2. random_state– controls randomness of the sample. The model will always produce the same results if it has a definite value of random state and if it has been given the same hyperparameters and the same training data.

3. oob_score – OOB means out of the bag. It is a random forest cross-validation method. In this one-third of the sample is not used to train the data instead used to evaluate its performance. These samples are called out of bag samples.

### Python Implementaiton of Random Forest

In [8]:
import pandas as pd, numpy as np
import matplotlib.pyplot as plt, seaborn as sns
%matplotlib inline

In [9]:
df = pd.read_csv('heart_v2.csv')
df.head()

Unnamed: 0,age,sex,BP,cholestrol,heart disease
0,70,1,130,322,1
1,67,0,115,564,0
2,57,1,124,261,1
3,64,1,128,263,0
4,74,0,120,269,0


In [10]:
X = df.drop('heart disease',axis=1)
# Putting response variable to y
y = df['heart disease']

In [11]:
from sklearn.model_selection import train_test_split

In [12]:
X_train, X_test, y_train, y_test = train_test_split(X, y, train_size=0.7, random_state=42)
X_train.shape, X_test.shape

((189, 4), (81, 4))

In [13]:
from sklearn.ensemble import RandomForestClassifier

In [14]:
rf=RandomForestClassifier(n_estimators=100,n_jobs=-1,max_depth=5,random_state=42,oob_score=True)

    max_depth : int, default=None
        The maximum depth of the tree.
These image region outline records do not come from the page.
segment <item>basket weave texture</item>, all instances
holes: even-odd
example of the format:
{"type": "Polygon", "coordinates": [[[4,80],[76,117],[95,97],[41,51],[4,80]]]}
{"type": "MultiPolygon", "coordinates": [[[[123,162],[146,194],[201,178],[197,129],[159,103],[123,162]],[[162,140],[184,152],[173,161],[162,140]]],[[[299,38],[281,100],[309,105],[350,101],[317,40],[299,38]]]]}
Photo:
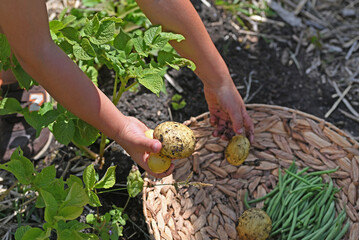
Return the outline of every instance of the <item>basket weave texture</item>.
{"type": "MultiPolygon", "coordinates": [[[[245,210],[243,199],[270,192],[278,169],[296,160],[299,168],[327,170],[341,188],[336,210],[344,207],[351,221],[343,239],[359,239],[359,143],[334,125],[294,109],[248,104],[255,139],[245,164],[235,167],[224,157],[228,142],[213,137],[209,113],[186,121],[195,133],[195,152],[175,160],[175,171],[163,179],[145,177],[143,212],[153,239],[238,239],[236,225],[245,210]],[[259,163],[259,165],[251,163],[259,163]],[[198,188],[174,186],[193,172],[190,182],[212,184],[198,188]],[[157,185],[157,186],[154,186],[157,185]]],[[[326,176],[326,175],[325,175],[326,176]]],[[[325,177],[324,176],[324,177],[325,177]]],[[[259,202],[255,207],[263,207],[259,202]]]]}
If None, then nodes are expanded until
        all leaves are pure or until all leaves contain less than
        min_samples_split samples.

In [15]:
%%time
rf.fit(X_train, y_train)

Wall time: 372 ms


RandomForestClassifier(max_depth=5, n_jobs=-1, oob_score=True, random_state=42)

In [16]:
rf.oob_score_

0.656084656084656

In [12]:
# Let’s do hyperparameter tuning for Random Forest using GridSearchCV and fit the data.

In [17]:
# make another instance of the classifier
rfc = RandomForestClassifier(random_state=42,n_jobs=-1)

In [18]:
# define a variable to store parameters listings
params={
    'max_depth':[2,3,5,10,20],
    'min_samples_leaf':[5,10,20,50,100,200],
    'n_estimators':[10,25,30,50,100,200]
}

In [19]:
# import GridsearchCV
from sklearn.model_selection import GridSearchCV

In [20]:
# make an instance of GridsearchCV
gridcv=GridSearchCV(estimator=rfc,param_grid=params,cv=4,n_jobs=-1,verbose=1,scoring='accuracy')

In [21]:
# train the data on GridsearchCV
gridcv.fit(X_train,y_train)

Fitting 4 folds for each of 180 candidates, totalling 720 fits


GridSearchCV(cv=4, estimator=RandomForestClassifier(n_jobs=-1, random_state=42),
             n_jobs=-1,
             param_grid={'max_depth': [2, 3, 5, 10, 20],
                         'min_samples_leaf': [5, 10, 20, 50, 100, 200],
                         'n_estimators': [10, 25, 30, 50, 100, 200]},
             scoring='accuracy', verbose=1)

In [20]:
gridcv.best_score_

0.6985815602836879

In [21]:
rf_best = gridcv.best_estimator_
rf_best

RandomForestClassifier(max_depth=5, min_samples_leaf=10, n_estimators=10,
                       n_jobs=-1, random_state=42)

    The above output gives the best parameters values.